The group, Red, White and Blue, spent money in Iowa in the final weeks of Santorum's campaign. It can accept unlimited donations and spend freely.
Other outside groups may help as well.
The leader of the political arm of Catholic Vote distributed a message to supporters Wednesday suggesting they take a second look at Santorum, a Catholic.
"I'll be honest, I wanted CatholicVote to endorse him months ago. But any endorsement must involve the heart and the brain," wrote the organization's president, Brian Burch. "And until the last two weeks, it wasn't clear whether Santorum would get the traction he needed to compete.
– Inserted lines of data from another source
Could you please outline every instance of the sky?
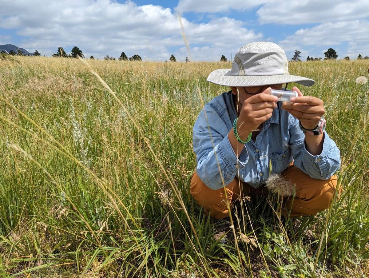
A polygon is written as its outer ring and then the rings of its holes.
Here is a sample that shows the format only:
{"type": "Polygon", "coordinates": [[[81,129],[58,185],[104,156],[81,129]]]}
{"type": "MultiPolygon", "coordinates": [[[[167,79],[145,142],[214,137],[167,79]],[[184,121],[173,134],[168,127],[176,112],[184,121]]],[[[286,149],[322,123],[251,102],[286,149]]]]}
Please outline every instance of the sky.
{"type": "Polygon", "coordinates": [[[51,56],[75,45],[85,56],[219,61],[270,41],[301,59],[369,56],[368,0],[0,0],[0,45],[51,56]],[[187,51],[179,18],[189,45],[187,51]]]}

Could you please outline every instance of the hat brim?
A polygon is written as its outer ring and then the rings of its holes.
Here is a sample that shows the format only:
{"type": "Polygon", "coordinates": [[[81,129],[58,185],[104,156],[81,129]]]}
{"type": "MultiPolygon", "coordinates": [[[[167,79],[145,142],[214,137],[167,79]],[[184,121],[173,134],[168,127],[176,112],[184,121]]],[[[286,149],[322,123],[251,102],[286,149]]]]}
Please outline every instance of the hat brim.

Last night he put these doubts firmly to rest."
Yet with Santorum's rise, his record will earn him a second look. Already, his track record was called into question, including his endorsement of Sen. Arlen Specter, the Republican who later bolted his party to become a Democrat. And Republicans here question his electability, particularly compared to Romney.
But it's the fragileness of his campaign operation in general that's giving some people pause as they look for a winning candidate to support.
"A huge concern" was how New Hampshire state Rep. Pete Silva, a Rick Perry backer who's considering alternatives, put it.
"Santorum has no ground game at all. He's not doing squat here. He's nothing in the polls," Silva said, adding that he'd consider voting for him if Perry drops out. "It would be more a ceremonial thing. Who's going to beat Romney now?"